Enchanted Arms
Genre: RPG
Publisher: Ubisoft
Developer: From Software
Release Date: August 2006
Come On, What Was Wrong with [eM] -eNCHANT arM-?
Horse armor and wizards' towers won't keep Oblivion players saddled up forever. Well, maybe they will, but at some point, you'll need to take a breather and find something other than shutting down Oblivion Gates to do with your Xbox 360 role-playing time. Excellent RPG alternatives remain scarce, much as they always were on the original Xbox, so it was disappointing to find the Enchanted Arms demo station somewhat under-mobbed next to the tangle of squirming E3 attendees trying to get a peek at Assassin's Creed in the Ubisoft booth. Billed as the first Japanese-style RPG on the Xbox 360, Enchanted Arms is also a potential antidote to the lack of role-playing opportunities suffered by Xbox loyalists pumping their pennies into Live Marketplace for all those Oblivion mini-expansions. Enchanted Arms has already debuted in Japan, under the more entertaining title [eM] -eNCHANT arM-. Stateside, we'll have to wait until August for the localized version of this Xbox 360 exclusive.
In making the move from East to West, on top of the oppressively sense-making new name, Enchanted Arms is currently getting the full English-language voice and text translation treatment, while maintaining the Japanese version's story and setting. The trouble brewing in the fantastical world of Yokohama City has its roots in some 1,000-year-old bad decisions about the proper use of magic. The ancestors of our hero, Atsuma, were a bunch of misguided mystics who created magical creatures to fight their wars for them. As they grew increasingly corrupt and power-hungry, the creatures got larger and larger until someone finally mustered the good sense to lock them away.
As anyone who's ever banished a dark entity to a phantom zone knows, such prisons never hold. In current days, the giant warfighting beasts have been loosed upon the land. Playing as Atsuma, student of magic and wielder of the special arm, you'll have to work with pal Yuki and others to defeat the monsters and absorb their energy into your enchanted limb before the forces of darkness overrun the realm. A heard-it-before kind of plight, to be sure – and though I dare not confuse novelty for quality – such journeys are rare on the 360 in its infancy, and I'd caution against dismissal on the grounds of familiarity.

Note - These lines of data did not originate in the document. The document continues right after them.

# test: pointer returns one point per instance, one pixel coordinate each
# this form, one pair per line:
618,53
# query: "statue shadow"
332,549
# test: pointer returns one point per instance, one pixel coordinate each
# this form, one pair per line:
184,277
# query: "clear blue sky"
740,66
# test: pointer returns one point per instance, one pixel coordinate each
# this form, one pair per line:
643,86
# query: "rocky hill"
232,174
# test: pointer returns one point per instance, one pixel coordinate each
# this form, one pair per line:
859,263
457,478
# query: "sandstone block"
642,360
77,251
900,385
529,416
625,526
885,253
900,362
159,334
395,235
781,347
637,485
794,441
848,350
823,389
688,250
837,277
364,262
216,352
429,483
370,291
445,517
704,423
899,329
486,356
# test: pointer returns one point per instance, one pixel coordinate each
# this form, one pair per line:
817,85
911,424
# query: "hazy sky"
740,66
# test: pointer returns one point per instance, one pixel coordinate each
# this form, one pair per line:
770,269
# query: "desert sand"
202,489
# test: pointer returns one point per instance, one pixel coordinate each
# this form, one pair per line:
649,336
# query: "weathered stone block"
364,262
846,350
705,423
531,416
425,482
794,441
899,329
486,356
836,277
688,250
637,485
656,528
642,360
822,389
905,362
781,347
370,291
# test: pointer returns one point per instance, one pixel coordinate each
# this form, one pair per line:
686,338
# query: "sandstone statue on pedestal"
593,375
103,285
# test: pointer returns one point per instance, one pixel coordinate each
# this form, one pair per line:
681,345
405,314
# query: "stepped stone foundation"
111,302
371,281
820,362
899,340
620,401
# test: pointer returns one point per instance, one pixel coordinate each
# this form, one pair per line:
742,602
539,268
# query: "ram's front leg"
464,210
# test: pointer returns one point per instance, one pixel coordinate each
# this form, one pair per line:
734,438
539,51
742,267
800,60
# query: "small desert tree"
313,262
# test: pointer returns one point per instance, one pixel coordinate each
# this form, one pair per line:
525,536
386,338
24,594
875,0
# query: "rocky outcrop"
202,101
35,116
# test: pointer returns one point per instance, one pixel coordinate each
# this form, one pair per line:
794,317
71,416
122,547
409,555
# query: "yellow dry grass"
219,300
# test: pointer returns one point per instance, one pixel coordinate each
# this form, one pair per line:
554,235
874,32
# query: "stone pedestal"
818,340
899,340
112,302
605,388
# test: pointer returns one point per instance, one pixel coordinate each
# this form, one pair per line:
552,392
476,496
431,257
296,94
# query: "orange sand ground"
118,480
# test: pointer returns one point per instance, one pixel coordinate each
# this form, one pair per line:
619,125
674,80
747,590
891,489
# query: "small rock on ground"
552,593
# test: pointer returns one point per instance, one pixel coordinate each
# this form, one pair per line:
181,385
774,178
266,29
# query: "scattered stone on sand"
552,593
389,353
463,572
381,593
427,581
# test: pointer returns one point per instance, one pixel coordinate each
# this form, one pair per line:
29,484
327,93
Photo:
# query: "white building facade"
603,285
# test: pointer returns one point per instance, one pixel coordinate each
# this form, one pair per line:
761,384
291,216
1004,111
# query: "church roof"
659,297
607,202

The action complementing the story of Enchanted Arms is made up of third-person, turn-based battles in which you kill the monsters and leech their mana into your arm. Battlefields are built on a grid system that you're free to move around – without using a turn – during the course of the fights. This promises to add another tactical layer to battles, as your position relative to enemies will determine the type and effect of available attacks; it won't always be a simple matter of planting your party in one spot and attacking and healing until it's over. From the mid-level boss fight playable at E3, it looks like you'll have to be engaged and moving if you want to stay alive long enough to use your special attacks. Monsters have their own specials, too, making the overall first impression one of lively and entertaining fights.
If what attracts you about the descriptive phrase "Japanese-style" is the potential for loads of exuberant, melodramatic spell effects unleashed by hyper-chiseled characters against equally flamboyant monsters, Enchanted Arms will hit that particular spot. In terms of visual style, it's the near opposite of Oblivion's ye-olde palette, with swirling streams of magic energy alternately knocking off HP, healing and congealing into anime-style dragons to put enemies in their place. Absorbing magic into Atsuma's arm also delivers a graphical cataclysm that, while being beyond familiar to RPG fans playing on other platforms, may still be unexplored territory to those whose experience is limited to the Microsoft console RPGs.
Ubisoft promises 50 hours of gameplay in the solo campaign. That will include plenty of side quests to pursue when Atsuma's arm gets tired as well as casinos and other minigames to win weapons for use in-game. As you defeat a stable-full of monsters, you'll unlock them for use in turn-based online matches similar to the single-player battles.
Xbox 1 always could have used more top-tier RPGs, and with the ghosts of Morrowind and KOTOR still haunting the role-playing landscape, the 360 still suffers from that dearth, at least in these early days before its first birthday. Again, scarcity and novelty don't automatically make a title that fills a void good, but they do make it worth some fair consideration. What I saw at E3 made me optimistic about Enchanted Arms' prospects, and though I'm not yet ready to abandon Cyrodiil to Oblivion's hordes, I am looking forward to a more in-depth tour of duty with Atsuma and his arm.